My previous three articles focused on a single visit to each of three UNESCO World Heritage Sites.
In contrast, this article will focus on many visits over time to Berlin. Over the past 50 years, I have witnessed dramatic changes to Germany’s former and once again capital city. Most of us have seen photos of the way Berlin looked in 1945 at the end of World War II — in a word — devastated. All that existed of most buildings were bare walls of buildings that had been bombed and burned. The parliament building was a complete ruin. The cathedral was a complete ruin. The city was divided into two hostile parts.

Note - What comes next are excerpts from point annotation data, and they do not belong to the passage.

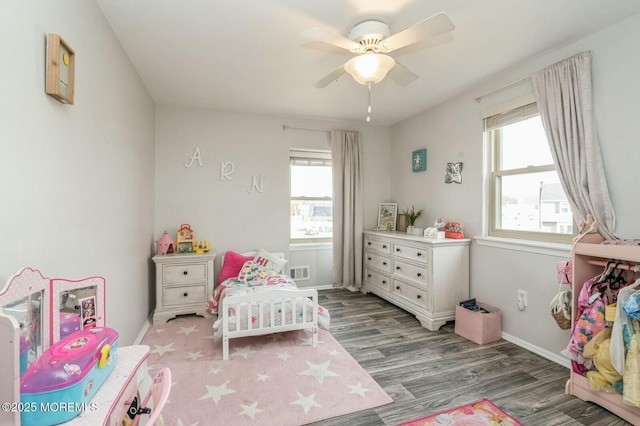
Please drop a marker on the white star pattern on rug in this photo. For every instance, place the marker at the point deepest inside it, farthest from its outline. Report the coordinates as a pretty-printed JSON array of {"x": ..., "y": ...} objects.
[
  {"x": 319, "y": 371},
  {"x": 194, "y": 355},
  {"x": 283, "y": 356},
  {"x": 358, "y": 389},
  {"x": 250, "y": 410},
  {"x": 217, "y": 392},
  {"x": 243, "y": 351},
  {"x": 188, "y": 330},
  {"x": 162, "y": 349},
  {"x": 215, "y": 370},
  {"x": 306, "y": 402}
]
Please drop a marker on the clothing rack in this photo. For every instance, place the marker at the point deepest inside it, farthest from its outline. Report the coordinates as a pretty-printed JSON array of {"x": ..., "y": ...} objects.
[{"x": 615, "y": 264}]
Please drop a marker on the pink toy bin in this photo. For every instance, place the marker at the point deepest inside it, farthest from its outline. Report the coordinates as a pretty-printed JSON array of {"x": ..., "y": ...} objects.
[
  {"x": 479, "y": 327},
  {"x": 59, "y": 385}
]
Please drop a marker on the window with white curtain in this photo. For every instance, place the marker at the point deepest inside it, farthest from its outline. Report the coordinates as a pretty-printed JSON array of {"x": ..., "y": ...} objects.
[
  {"x": 311, "y": 195},
  {"x": 526, "y": 200}
]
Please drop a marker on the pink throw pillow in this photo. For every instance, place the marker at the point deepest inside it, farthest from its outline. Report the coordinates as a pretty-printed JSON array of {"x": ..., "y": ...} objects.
[{"x": 232, "y": 264}]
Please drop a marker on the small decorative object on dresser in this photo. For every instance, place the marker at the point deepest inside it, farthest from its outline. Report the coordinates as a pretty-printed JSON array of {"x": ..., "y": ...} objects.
[
  {"x": 412, "y": 216},
  {"x": 427, "y": 277},
  {"x": 184, "y": 283},
  {"x": 387, "y": 213}
]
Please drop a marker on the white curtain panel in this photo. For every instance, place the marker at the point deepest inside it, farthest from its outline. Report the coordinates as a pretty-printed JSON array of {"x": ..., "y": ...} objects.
[
  {"x": 346, "y": 158},
  {"x": 565, "y": 100}
]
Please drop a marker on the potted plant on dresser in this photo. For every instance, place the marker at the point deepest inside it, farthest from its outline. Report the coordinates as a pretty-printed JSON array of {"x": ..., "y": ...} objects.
[{"x": 413, "y": 215}]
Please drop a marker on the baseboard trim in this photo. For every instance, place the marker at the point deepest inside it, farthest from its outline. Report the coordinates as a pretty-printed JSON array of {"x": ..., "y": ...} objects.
[{"x": 557, "y": 358}]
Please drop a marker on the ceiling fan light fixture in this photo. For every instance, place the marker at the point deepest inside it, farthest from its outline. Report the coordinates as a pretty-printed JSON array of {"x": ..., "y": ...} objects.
[{"x": 370, "y": 68}]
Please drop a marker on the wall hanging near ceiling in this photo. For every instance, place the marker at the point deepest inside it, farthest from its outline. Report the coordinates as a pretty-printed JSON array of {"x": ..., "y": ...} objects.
[
  {"x": 60, "y": 69},
  {"x": 454, "y": 173},
  {"x": 419, "y": 160}
]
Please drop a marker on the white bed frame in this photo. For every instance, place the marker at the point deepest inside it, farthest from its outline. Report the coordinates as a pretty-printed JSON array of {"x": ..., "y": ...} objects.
[
  {"x": 266, "y": 301},
  {"x": 269, "y": 301}
]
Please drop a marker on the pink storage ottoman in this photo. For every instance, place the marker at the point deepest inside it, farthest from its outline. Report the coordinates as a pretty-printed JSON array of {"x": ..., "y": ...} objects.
[{"x": 479, "y": 327}]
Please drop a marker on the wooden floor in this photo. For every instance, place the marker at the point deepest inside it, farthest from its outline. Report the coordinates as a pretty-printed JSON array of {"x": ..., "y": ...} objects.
[{"x": 425, "y": 371}]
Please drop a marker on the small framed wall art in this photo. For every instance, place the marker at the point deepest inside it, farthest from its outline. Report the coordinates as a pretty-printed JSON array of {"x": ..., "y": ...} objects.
[
  {"x": 61, "y": 64},
  {"x": 419, "y": 160},
  {"x": 387, "y": 216}
]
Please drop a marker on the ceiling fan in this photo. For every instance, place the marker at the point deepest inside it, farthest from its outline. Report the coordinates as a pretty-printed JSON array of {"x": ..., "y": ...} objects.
[{"x": 371, "y": 40}]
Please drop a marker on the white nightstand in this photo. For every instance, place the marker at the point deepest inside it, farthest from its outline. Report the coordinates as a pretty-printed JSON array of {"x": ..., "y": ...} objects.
[{"x": 184, "y": 283}]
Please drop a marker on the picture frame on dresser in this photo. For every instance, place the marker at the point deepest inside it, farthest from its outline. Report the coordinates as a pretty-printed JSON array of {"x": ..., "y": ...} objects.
[{"x": 387, "y": 215}]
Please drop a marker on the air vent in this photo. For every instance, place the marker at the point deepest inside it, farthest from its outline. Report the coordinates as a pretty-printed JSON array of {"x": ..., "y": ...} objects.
[{"x": 299, "y": 273}]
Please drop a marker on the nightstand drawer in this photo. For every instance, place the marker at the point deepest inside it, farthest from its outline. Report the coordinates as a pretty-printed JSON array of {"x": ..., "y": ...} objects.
[
  {"x": 184, "y": 273},
  {"x": 412, "y": 253},
  {"x": 376, "y": 261},
  {"x": 380, "y": 246},
  {"x": 184, "y": 295}
]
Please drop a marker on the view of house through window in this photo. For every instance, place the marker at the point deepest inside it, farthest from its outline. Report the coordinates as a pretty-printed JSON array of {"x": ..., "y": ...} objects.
[
  {"x": 526, "y": 198},
  {"x": 311, "y": 208}
]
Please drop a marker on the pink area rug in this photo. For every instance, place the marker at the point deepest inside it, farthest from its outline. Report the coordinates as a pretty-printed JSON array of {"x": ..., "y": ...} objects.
[
  {"x": 479, "y": 413},
  {"x": 278, "y": 379}
]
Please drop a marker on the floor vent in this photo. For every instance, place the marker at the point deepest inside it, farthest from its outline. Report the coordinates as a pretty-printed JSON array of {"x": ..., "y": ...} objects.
[{"x": 299, "y": 273}]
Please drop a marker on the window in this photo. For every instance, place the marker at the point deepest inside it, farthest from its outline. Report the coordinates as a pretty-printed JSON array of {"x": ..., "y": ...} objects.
[
  {"x": 526, "y": 200},
  {"x": 311, "y": 191}
]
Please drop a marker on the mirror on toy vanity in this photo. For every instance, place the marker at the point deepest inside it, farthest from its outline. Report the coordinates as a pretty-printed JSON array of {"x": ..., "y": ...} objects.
[
  {"x": 25, "y": 298},
  {"x": 76, "y": 305}
]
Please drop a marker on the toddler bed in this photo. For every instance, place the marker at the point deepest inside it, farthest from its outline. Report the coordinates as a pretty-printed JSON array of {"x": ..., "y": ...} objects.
[{"x": 254, "y": 298}]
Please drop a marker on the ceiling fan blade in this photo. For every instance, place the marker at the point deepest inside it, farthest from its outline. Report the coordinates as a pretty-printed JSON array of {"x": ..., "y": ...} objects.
[
  {"x": 402, "y": 75},
  {"x": 334, "y": 39},
  {"x": 431, "y": 27},
  {"x": 333, "y": 76}
]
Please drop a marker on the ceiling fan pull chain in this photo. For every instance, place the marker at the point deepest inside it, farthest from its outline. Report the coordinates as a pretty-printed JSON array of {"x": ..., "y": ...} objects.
[{"x": 369, "y": 109}]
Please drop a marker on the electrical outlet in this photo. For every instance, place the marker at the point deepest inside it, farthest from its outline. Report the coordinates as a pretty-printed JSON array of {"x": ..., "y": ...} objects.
[{"x": 522, "y": 299}]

By the time I first visited the city, 20 years after the end of the war, the Berlin wall had been erected and a great deal of the city had been reconstructed. It is amazing how the shells of the destroyed building were rebuilt.
In the U.S., all would have been demolished.

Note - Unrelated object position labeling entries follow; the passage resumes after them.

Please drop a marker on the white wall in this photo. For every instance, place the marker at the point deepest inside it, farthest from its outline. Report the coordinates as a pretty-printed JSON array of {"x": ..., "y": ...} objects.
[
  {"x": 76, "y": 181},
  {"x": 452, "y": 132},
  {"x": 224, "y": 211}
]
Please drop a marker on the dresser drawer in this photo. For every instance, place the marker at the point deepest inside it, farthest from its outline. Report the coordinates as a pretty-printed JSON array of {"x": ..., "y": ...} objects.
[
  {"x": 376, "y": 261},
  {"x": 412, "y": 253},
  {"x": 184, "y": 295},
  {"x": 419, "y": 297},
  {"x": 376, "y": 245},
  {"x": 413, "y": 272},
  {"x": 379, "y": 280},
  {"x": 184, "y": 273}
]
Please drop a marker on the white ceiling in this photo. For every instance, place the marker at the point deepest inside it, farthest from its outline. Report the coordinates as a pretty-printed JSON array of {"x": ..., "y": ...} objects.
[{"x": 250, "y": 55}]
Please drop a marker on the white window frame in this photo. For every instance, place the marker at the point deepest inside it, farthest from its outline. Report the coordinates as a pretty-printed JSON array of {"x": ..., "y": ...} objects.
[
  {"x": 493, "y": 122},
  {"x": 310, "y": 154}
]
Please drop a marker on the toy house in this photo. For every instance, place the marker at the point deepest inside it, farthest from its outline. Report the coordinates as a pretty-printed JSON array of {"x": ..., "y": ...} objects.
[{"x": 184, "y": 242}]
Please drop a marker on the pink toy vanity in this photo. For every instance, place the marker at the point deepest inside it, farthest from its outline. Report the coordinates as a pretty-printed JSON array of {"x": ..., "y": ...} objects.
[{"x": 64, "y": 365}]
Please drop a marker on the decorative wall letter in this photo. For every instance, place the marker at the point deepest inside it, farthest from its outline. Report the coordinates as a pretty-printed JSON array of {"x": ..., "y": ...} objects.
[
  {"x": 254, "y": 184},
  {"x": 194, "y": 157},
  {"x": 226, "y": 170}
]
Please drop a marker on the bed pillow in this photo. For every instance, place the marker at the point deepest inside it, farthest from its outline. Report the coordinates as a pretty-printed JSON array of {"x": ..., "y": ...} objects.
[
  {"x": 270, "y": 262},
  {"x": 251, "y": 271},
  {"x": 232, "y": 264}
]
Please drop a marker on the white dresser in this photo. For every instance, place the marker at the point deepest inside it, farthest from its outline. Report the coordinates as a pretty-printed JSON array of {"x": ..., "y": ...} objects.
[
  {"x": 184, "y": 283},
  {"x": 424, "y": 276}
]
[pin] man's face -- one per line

In Germany, the masonry was stabilized, the roof, floors, windows, electrical and plumbing replaced. In so doing, they preserved their streetscape and recovered the residential and commercial space quickly.

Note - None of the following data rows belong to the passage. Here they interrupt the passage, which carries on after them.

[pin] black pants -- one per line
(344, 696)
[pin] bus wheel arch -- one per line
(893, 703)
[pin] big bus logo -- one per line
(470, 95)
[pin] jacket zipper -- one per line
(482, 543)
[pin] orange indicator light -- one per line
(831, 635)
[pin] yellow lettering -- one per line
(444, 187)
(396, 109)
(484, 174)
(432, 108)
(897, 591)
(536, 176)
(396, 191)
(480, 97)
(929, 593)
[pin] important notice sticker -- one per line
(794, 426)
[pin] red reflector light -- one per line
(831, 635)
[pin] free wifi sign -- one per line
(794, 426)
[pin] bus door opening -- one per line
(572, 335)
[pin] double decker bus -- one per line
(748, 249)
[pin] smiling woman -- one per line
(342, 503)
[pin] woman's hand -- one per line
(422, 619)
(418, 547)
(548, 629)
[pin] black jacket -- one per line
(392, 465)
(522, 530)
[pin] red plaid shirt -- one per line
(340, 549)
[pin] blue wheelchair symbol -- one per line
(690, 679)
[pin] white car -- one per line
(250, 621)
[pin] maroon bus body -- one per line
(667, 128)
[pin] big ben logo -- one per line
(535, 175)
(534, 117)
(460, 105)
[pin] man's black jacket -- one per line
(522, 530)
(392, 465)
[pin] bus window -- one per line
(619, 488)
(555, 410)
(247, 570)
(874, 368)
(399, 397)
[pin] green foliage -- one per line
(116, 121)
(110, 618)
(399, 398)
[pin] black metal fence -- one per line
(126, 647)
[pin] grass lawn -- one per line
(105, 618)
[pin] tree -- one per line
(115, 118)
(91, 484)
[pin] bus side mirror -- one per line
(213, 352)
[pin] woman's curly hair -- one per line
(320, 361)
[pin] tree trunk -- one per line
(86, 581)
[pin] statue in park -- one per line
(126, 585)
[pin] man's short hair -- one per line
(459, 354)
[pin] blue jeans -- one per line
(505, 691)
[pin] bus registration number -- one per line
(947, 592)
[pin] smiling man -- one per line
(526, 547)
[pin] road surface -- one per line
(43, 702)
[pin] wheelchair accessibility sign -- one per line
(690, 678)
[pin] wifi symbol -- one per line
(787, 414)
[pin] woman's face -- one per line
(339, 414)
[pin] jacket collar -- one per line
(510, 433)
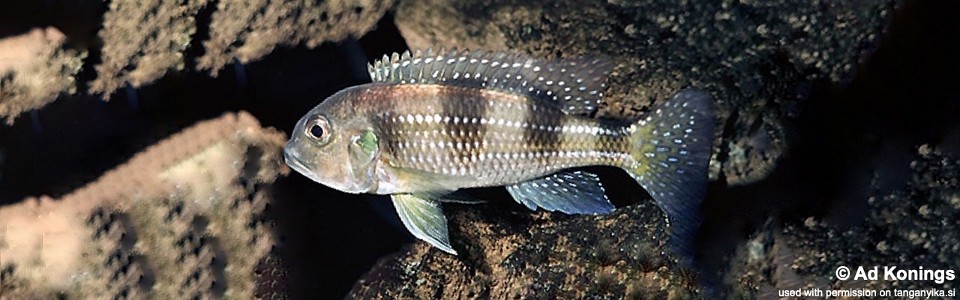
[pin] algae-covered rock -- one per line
(511, 254)
(182, 219)
(910, 229)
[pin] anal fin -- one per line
(571, 192)
(424, 219)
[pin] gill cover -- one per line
(364, 148)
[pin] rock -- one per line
(908, 229)
(509, 254)
(181, 219)
(758, 60)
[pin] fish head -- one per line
(335, 147)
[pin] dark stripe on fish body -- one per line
(542, 134)
(467, 105)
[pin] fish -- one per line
(432, 123)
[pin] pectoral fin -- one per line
(571, 192)
(424, 219)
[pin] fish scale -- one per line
(510, 132)
(431, 123)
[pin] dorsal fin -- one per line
(574, 84)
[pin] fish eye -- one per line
(319, 130)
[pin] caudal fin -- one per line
(672, 148)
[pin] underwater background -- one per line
(141, 154)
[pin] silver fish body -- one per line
(431, 124)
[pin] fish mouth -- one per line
(291, 160)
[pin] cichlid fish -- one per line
(433, 123)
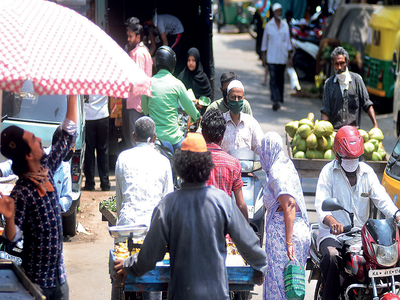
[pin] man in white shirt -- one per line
(143, 176)
(242, 130)
(276, 49)
(357, 184)
(97, 126)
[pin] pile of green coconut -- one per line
(315, 140)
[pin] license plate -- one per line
(384, 273)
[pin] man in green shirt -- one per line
(167, 92)
(222, 104)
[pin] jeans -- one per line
(60, 292)
(97, 140)
(277, 81)
(129, 117)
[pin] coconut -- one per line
(329, 154)
(364, 135)
(300, 154)
(369, 148)
(311, 154)
(330, 139)
(304, 131)
(376, 133)
(290, 129)
(376, 156)
(306, 122)
(375, 143)
(312, 141)
(323, 128)
(301, 144)
(322, 143)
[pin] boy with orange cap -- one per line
(191, 225)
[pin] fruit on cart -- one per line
(312, 141)
(306, 122)
(322, 144)
(301, 144)
(299, 154)
(323, 128)
(315, 139)
(329, 154)
(291, 128)
(369, 149)
(364, 135)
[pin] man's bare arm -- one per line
(240, 202)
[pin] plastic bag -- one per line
(295, 281)
(294, 81)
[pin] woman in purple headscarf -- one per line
(287, 228)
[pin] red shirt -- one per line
(226, 174)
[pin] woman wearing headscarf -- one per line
(193, 76)
(287, 228)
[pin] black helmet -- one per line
(165, 59)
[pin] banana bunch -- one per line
(311, 139)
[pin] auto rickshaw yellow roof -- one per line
(387, 17)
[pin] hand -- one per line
(119, 270)
(290, 252)
(258, 277)
(290, 61)
(336, 228)
(7, 206)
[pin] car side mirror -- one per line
(331, 204)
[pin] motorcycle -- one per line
(370, 255)
(252, 189)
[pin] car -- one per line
(41, 115)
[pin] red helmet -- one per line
(348, 142)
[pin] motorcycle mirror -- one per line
(331, 204)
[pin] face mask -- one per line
(350, 165)
(341, 75)
(235, 106)
(68, 156)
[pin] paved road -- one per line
(87, 263)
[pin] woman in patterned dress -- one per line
(287, 228)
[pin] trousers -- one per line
(277, 80)
(331, 265)
(97, 140)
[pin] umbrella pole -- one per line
(1, 106)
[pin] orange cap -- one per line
(194, 142)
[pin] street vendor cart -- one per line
(240, 276)
(310, 168)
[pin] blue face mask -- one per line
(235, 106)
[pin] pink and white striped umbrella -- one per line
(62, 52)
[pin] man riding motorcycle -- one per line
(167, 93)
(353, 183)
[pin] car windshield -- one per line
(29, 107)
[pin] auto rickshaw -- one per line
(233, 12)
(383, 38)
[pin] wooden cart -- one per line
(310, 168)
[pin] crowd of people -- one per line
(202, 211)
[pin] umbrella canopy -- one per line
(62, 52)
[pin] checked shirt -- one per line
(226, 174)
(39, 218)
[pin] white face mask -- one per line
(350, 165)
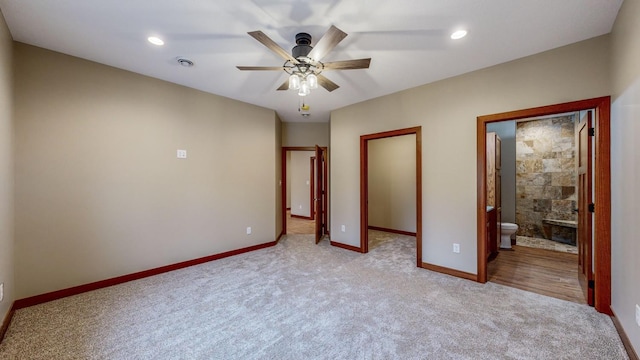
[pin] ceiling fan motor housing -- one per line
(303, 47)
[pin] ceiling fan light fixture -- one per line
(304, 88)
(294, 82)
(312, 80)
(459, 34)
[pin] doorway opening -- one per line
(594, 260)
(365, 226)
(304, 195)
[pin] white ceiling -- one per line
(408, 40)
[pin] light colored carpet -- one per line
(299, 300)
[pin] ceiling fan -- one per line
(303, 64)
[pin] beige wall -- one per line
(279, 180)
(305, 134)
(99, 191)
(300, 182)
(447, 111)
(6, 171)
(392, 183)
(625, 168)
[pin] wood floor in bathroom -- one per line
(541, 271)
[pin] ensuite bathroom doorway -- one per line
(547, 184)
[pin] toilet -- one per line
(506, 230)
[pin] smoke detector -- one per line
(184, 61)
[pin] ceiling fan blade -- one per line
(326, 83)
(348, 64)
(326, 43)
(266, 41)
(260, 67)
(285, 85)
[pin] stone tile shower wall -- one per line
(545, 173)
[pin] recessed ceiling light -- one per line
(459, 34)
(155, 40)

I was a lieutenant in the U.S. Army at the time and had to follow rules about any transit to Berlin. My first visit was by train. We traveled in uniform and the Soviets (Russians) checked our military ID, which was the only identification that we were to use.
West Berlin was in similar condition to the rest of West Germany. East Berlin gave the impression that they had no idea how to clean or paint any building. A subsequent visit by car was much more interesting. I drove to the Helmstedt crossing point of the inner German border. There I presented my ID to a Soviet soldier who was doing his best to look very stern. He disappeared and Soviet marshal music played over a very poor sound system. Eventually he returned my ID and waved me through.